There’s a tool at the bottom of the screen that lets you zoom in to see more connections:
or out to see fewer:
If you click on the topics, you get a snippet from Wikipedia, and the option to get a little more. The snippet is a link which will take you to the wikipedia page. You can drag these snippets over to a notebook space, and move them around.
(Note – you have to have popups enabled for these things to work)
The note book thing in particular seems really potentially useful during topic exploration.
So why am I hesitant? Two things. First, I don’t really get the being able to click through to the Wikipedia page thing, because all of these subtopics and broader topics took me to the same page – the killer whale page from which they were all drawn. It didn’t even take me to the part of the page the snippet was on, which would have put me closer to being able to click to another page — but I kept expecting to do that, to switch topics, within the tool and as far as I could tell in 10 minutes, I couldn’t.
This connects to the notebook as well – unless you do another search on another set of keywords, the notes that you pull over and rearrange are really just rearranging an existing Wikipedia article. That’s not very useful. Your notes do stay on the notebook from search to search, so that’s good – but I think you would need to build in specific guidance about research as an iterative, back and forth process, and make it clear that to use this tool to its fullest they should expect to search on multiple keywords.
That’s fine – research is like that and they should be prepared for back and forth and trying different things. But when the term you want is right there, and you know that it is a hyperlink in the initial article, it is a little frustrating to have to re-search to get it.

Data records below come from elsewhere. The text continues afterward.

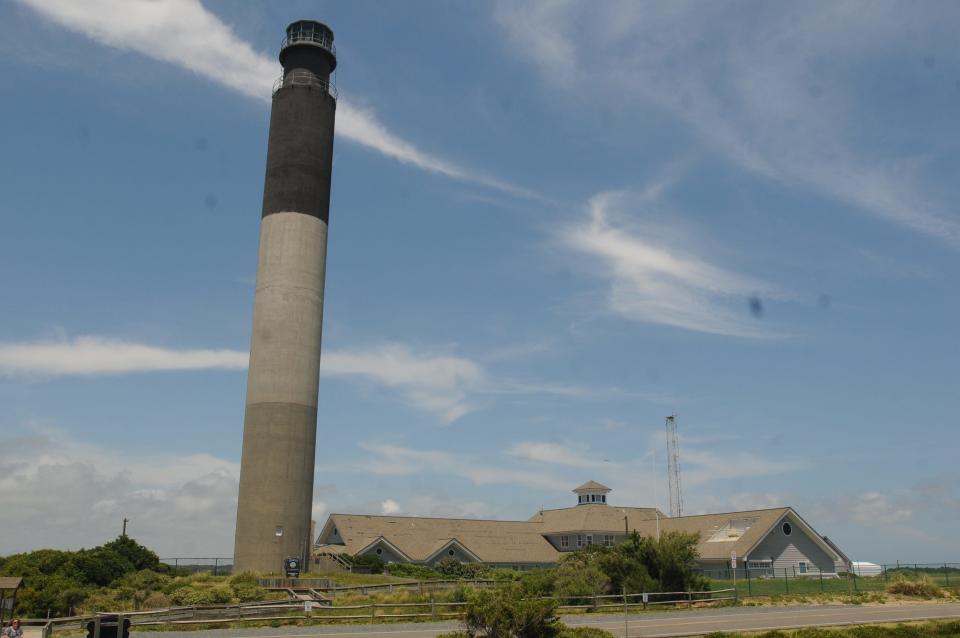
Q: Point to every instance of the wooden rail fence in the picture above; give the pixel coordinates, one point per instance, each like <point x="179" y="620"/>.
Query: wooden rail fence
<point x="372" y="612"/>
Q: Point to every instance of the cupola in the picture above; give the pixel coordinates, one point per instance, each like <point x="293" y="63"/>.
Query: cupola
<point x="591" y="492"/>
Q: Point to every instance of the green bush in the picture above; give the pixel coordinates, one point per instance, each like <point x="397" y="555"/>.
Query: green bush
<point x="190" y="596"/>
<point x="408" y="570"/>
<point x="922" y="586"/>
<point x="452" y="568"/>
<point x="585" y="632"/>
<point x="374" y="562"/>
<point x="506" y="613"/>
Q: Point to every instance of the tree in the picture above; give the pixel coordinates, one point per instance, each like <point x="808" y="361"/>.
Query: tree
<point x="506" y="613"/>
<point x="138" y="555"/>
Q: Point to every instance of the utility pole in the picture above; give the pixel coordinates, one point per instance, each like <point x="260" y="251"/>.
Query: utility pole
<point x="673" y="467"/>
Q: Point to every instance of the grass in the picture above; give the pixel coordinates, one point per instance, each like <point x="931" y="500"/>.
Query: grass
<point x="950" y="629"/>
<point x="348" y="578"/>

The other, and more important hesitation is the clustering. Much of the informational material on the site is in German, which I don’t read, or in the form of videos, which I don’t use. So the answers to this might be there and I was too ignorant/lazy to figure them out. But I don’t really understand how these different clusters (like slices of pie – color coded? These areas are representing some kind of clustering) work. If you mouse over the edge of the pie, you get a label – and some of those made sense (like “place”) but others – not so much.
Check this one out –
That refers to the little blue snippet – mean of transportation. The Hudson Strait, that I can understand (though I’m not sure how it is different than the other bodies of water which go under “infrastructure”) – but Squid? If you click on the dot, the snippet tells you that squid are a food source, so it seems like they should be below, in purple, with “milk.”
This might be a beta issue, right now it looks like the same categories attach no matter what the topic – at least I saw the same ones for peak oil and orcas. And it also might be a language issue. But I think this is worth keeping an eye on as a tool to encourage broad topic exploration.

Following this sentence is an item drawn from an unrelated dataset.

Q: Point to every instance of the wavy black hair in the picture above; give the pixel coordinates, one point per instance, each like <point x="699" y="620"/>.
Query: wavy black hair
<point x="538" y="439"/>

Thanks for this discussion of a new tool, Anne-Marie, and for sharing your questions about it. Your research topic caught my interest because I am on sabbatical in Canada–sometimes even watching orcas in Haro Strait off of San Juan Island, which is out my livingroom window. No squid to speak of, at least from my view. I’ve been reading Collin Brooke’s blog, Collin vs Blog, tracking back to a discussion of how he uses concept maps in a graduate research course. Search his site for concept map. Several interesting entries.